现在，`ExampleGen` 已经完成数据提取，下一步是数据分析。

### StatisticsGen

`StatisticsGen` 组件会计算数据集的统计信息，用于数据分析以及下游组件。它使用 [TensorFlow Data Validation](https://tensorflow.google.cn/tfx/data_validation/get_started) 库。

`StatisticsGen` 会将我们刚刚使用 `ExampleGen` 提取的数据集作为输入。

In [None]:
statistics_gen = tfx.components.StatisticsGen(
    examples=example_gen.outputs['examples'])
context.run(statistics_gen, enable_cache=True)

`StatisticsGen` 完成运行后，我们可以呈现输出的统计信息。
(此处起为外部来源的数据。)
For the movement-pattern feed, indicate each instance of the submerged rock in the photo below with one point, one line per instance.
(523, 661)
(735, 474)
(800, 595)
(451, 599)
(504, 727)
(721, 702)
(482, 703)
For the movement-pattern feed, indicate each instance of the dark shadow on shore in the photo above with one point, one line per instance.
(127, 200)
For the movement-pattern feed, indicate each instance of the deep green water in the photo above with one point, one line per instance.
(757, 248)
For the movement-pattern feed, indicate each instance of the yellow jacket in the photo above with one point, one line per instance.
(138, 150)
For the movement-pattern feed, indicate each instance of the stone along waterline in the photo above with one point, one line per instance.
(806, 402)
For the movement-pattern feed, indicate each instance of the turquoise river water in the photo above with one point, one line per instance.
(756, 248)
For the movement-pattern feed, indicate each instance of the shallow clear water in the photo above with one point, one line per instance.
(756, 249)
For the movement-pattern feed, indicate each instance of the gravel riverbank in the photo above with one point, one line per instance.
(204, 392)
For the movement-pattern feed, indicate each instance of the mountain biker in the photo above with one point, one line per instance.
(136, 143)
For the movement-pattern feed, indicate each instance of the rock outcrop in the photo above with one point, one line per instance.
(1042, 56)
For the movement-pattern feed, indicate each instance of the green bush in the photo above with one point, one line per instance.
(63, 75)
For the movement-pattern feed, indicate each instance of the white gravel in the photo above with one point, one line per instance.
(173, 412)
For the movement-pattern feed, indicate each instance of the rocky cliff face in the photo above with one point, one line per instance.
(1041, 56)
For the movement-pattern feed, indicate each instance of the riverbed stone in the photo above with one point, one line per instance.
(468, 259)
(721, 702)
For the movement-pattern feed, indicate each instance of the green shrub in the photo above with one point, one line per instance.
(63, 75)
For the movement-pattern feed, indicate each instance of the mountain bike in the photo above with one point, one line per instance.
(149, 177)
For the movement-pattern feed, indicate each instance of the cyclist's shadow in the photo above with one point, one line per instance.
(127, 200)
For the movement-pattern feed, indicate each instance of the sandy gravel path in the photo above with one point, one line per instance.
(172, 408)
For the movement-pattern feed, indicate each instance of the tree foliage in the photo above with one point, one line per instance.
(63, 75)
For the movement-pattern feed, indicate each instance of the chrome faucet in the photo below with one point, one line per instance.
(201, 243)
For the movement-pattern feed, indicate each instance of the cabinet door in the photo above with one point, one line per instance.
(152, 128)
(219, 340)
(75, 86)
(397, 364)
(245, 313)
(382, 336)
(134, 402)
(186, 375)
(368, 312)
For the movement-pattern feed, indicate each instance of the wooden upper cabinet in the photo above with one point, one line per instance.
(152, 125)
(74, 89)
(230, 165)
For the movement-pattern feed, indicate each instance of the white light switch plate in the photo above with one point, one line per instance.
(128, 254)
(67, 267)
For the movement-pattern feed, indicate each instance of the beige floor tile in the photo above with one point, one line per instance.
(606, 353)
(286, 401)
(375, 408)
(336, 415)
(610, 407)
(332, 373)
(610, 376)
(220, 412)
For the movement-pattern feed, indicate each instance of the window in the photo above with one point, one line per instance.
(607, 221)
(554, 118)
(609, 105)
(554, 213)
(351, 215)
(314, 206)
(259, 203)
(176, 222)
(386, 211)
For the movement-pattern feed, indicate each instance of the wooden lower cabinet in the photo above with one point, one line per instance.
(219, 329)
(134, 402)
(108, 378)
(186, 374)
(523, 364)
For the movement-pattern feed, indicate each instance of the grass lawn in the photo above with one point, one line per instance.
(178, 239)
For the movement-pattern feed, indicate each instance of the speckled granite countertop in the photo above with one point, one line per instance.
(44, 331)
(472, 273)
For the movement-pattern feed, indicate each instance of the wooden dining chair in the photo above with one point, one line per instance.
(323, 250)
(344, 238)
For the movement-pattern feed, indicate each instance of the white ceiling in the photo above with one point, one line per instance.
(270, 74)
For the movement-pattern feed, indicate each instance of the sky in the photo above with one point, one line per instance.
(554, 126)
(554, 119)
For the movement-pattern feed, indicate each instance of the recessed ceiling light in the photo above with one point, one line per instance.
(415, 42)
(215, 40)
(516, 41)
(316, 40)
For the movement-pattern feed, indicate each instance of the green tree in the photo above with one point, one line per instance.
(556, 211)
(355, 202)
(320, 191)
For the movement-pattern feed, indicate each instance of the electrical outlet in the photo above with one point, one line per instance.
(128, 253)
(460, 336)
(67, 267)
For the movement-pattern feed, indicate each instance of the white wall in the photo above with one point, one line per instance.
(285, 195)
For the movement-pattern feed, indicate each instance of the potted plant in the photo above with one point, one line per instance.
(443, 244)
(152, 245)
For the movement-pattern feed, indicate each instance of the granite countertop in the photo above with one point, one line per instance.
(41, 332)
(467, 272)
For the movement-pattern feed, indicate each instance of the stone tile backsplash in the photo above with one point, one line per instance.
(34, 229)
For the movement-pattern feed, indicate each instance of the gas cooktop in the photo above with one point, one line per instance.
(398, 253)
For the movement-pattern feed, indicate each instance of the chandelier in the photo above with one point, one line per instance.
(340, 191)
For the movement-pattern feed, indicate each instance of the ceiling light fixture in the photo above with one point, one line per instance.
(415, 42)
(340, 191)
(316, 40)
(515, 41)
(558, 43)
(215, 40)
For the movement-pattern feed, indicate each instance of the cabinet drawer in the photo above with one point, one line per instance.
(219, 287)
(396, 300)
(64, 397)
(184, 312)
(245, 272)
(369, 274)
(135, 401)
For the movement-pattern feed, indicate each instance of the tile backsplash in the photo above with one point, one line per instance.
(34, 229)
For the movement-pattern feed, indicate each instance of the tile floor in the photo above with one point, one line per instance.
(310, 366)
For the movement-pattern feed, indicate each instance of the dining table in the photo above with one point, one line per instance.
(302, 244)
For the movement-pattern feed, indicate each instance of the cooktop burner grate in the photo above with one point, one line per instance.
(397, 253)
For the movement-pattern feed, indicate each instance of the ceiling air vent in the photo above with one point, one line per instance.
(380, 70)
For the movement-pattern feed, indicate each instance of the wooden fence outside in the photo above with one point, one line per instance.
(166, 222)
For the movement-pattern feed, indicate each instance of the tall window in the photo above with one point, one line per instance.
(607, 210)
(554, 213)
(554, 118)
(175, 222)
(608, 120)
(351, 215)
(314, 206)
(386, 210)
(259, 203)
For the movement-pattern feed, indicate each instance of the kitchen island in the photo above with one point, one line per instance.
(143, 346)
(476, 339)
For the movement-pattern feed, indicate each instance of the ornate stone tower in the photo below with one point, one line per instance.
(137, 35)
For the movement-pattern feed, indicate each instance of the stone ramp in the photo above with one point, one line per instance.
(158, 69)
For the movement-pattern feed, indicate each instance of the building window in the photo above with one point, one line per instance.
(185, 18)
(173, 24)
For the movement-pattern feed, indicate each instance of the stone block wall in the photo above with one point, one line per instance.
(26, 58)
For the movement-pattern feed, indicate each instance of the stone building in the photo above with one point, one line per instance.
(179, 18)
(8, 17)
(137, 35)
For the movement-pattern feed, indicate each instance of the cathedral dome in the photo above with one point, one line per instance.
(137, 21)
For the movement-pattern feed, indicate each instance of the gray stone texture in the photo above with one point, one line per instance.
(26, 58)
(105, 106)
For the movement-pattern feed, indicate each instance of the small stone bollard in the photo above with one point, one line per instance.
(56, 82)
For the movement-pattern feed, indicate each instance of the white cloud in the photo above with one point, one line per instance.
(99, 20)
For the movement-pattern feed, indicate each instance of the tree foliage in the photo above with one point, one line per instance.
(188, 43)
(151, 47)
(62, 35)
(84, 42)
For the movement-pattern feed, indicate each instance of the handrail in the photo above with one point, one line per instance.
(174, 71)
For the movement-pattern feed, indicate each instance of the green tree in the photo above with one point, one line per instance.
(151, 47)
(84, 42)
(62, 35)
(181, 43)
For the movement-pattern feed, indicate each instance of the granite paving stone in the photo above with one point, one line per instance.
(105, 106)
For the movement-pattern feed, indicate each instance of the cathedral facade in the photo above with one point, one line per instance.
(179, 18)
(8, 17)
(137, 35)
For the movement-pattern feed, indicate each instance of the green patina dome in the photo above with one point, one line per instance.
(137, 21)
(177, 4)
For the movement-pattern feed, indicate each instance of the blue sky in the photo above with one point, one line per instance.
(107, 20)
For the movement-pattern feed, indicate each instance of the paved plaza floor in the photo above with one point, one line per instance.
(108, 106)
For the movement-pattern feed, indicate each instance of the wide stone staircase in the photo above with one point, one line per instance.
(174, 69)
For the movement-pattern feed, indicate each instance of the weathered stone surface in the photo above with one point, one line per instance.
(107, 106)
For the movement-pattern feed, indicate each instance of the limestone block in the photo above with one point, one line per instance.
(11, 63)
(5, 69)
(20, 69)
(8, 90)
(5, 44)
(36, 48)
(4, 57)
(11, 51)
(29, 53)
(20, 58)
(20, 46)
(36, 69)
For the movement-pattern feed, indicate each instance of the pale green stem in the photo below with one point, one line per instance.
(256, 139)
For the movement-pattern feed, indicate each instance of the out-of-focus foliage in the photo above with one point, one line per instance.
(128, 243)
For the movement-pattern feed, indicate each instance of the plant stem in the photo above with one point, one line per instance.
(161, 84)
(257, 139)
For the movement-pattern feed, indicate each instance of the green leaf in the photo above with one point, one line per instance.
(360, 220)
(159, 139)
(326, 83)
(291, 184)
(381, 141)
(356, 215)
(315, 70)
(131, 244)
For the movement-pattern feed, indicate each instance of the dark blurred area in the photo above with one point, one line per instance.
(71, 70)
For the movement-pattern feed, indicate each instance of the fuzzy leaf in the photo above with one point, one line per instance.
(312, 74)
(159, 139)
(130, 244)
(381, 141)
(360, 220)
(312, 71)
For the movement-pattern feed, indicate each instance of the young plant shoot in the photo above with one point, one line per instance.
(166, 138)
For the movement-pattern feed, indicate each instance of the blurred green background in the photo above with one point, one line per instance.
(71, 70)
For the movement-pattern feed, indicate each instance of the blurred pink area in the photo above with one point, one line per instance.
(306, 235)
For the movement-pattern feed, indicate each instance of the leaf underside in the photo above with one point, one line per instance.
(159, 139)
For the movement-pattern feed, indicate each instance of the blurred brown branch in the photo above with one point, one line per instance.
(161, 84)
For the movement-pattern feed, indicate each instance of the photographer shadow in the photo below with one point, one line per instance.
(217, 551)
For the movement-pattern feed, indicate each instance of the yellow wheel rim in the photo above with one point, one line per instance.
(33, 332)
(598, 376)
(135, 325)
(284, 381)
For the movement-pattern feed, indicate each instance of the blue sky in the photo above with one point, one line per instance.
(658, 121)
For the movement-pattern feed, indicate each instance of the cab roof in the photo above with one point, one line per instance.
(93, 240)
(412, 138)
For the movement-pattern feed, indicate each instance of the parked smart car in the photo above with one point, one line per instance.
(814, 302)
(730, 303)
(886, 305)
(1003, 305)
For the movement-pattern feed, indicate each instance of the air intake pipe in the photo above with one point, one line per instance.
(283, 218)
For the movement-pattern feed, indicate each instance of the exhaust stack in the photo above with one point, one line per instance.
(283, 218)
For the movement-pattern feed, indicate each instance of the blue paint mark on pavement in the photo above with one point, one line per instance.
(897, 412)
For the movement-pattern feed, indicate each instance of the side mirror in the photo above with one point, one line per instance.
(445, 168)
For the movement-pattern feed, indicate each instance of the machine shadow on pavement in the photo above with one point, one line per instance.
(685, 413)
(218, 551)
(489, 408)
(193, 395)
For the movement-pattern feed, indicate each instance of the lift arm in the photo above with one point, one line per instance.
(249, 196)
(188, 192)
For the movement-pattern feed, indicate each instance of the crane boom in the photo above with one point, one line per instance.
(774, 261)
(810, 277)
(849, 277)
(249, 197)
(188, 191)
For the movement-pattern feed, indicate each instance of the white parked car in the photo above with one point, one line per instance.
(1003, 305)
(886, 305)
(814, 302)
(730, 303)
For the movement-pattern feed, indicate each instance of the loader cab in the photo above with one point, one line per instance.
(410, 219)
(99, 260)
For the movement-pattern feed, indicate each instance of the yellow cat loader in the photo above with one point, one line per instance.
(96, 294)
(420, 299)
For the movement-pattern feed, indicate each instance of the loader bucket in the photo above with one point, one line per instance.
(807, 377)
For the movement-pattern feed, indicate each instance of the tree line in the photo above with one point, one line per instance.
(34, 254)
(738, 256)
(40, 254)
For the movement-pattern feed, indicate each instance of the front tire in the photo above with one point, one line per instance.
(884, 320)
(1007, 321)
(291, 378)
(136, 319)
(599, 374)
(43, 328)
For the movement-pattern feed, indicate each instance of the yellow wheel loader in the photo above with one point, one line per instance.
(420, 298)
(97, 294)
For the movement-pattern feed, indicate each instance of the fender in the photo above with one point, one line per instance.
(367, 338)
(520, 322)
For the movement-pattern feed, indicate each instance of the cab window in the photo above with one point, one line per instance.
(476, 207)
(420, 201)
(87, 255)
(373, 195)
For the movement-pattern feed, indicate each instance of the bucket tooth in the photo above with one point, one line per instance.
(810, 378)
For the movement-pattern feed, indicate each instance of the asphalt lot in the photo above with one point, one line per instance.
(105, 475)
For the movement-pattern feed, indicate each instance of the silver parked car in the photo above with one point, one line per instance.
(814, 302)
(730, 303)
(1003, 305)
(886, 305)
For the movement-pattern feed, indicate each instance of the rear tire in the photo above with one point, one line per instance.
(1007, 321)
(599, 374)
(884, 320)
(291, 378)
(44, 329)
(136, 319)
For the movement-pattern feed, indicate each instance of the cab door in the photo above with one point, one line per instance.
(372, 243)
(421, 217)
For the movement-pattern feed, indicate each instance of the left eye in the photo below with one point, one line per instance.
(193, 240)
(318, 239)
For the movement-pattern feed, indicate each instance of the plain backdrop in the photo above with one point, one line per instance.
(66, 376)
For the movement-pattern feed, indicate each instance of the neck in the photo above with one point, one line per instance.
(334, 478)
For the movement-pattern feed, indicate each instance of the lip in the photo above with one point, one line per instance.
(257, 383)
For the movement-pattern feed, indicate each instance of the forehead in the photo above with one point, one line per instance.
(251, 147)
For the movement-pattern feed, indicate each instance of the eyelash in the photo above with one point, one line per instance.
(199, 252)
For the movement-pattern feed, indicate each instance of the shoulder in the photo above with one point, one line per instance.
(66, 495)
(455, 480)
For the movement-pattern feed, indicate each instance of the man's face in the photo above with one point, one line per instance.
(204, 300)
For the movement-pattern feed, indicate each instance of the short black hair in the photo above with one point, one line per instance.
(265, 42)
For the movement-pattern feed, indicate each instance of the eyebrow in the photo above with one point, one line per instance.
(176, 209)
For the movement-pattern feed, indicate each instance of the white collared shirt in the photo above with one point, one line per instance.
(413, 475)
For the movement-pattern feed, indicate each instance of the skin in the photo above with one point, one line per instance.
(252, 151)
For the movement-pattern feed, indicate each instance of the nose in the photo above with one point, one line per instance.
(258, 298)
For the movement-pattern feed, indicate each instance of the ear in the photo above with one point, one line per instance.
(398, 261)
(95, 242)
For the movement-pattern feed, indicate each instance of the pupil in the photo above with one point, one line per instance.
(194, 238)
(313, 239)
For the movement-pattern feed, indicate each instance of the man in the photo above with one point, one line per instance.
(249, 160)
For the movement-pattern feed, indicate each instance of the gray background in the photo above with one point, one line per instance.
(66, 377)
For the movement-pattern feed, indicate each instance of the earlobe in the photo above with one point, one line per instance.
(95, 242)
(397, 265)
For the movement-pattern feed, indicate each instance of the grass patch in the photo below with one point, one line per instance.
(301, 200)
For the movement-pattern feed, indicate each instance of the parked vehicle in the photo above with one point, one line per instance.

请尝试使用不同的图表！

In [None]:
context.show(statistics_gen.outputs['statistics'])

### SchemaGen

`SchemaGen` 组件会根据数据统计信息生成架构（架构定义了数据集中特征的预期边界、类型和属性）。它同样使用 [TensorFlow Data Validation](https://tensorflow.google.cn/tfx/data_validation/get_started) 库。

注：生成的架构是一种尽力而为的架构，仅会尝试推断数据的基本属性。您应根据需要对其进行检查和修改。

`SchemaGen` 会将我们使用 `StatisticsGen` 生成的统计信息作为输入，默认情况下会查看训练拆分。

In [None]:
schema_gen = tfx.components.SchemaGen(
    statistics=statistics_gen.outputs['statistics'],
    infer_feature_shape=False)
context.run(schema_gen, enable_cache=True)

`SchemaGen` 完成运行后，我们可以将生成的架构呈现为表格。

In [None]:
context.show(schema_gen.outputs['schema'])

在架构中，数据集中的每个特征都会显示为一行，旁边是其属性。架构还会捕获分类特征所采用的所有值，表示为它的域。

要详细了解架构，请参阅 [SchemaGen 文档](https://tensorflow.google.cn/tfx/guide/schemagen)。

### ExampleValidator

`ExampleValidator` 组件会根据由架构定义的期望来检测数据中的异常。它同样使用 [TensorFlow Data Validation](https://tensorflow.google.cn/tfx/data_validation/get_started) 库。

`ExampleValidator` 会将来自 `StatisticsGen` 的统计信息和来自 `SchemaGen` 的架构作为输入。

In [None]:
example_validator = tfx.components.ExampleValidator(
    statistics=statistics_gen.outputs['statistics'],
    schema=schema_gen.outputs['schema'])
context.run(example_validator, enable_cache=True)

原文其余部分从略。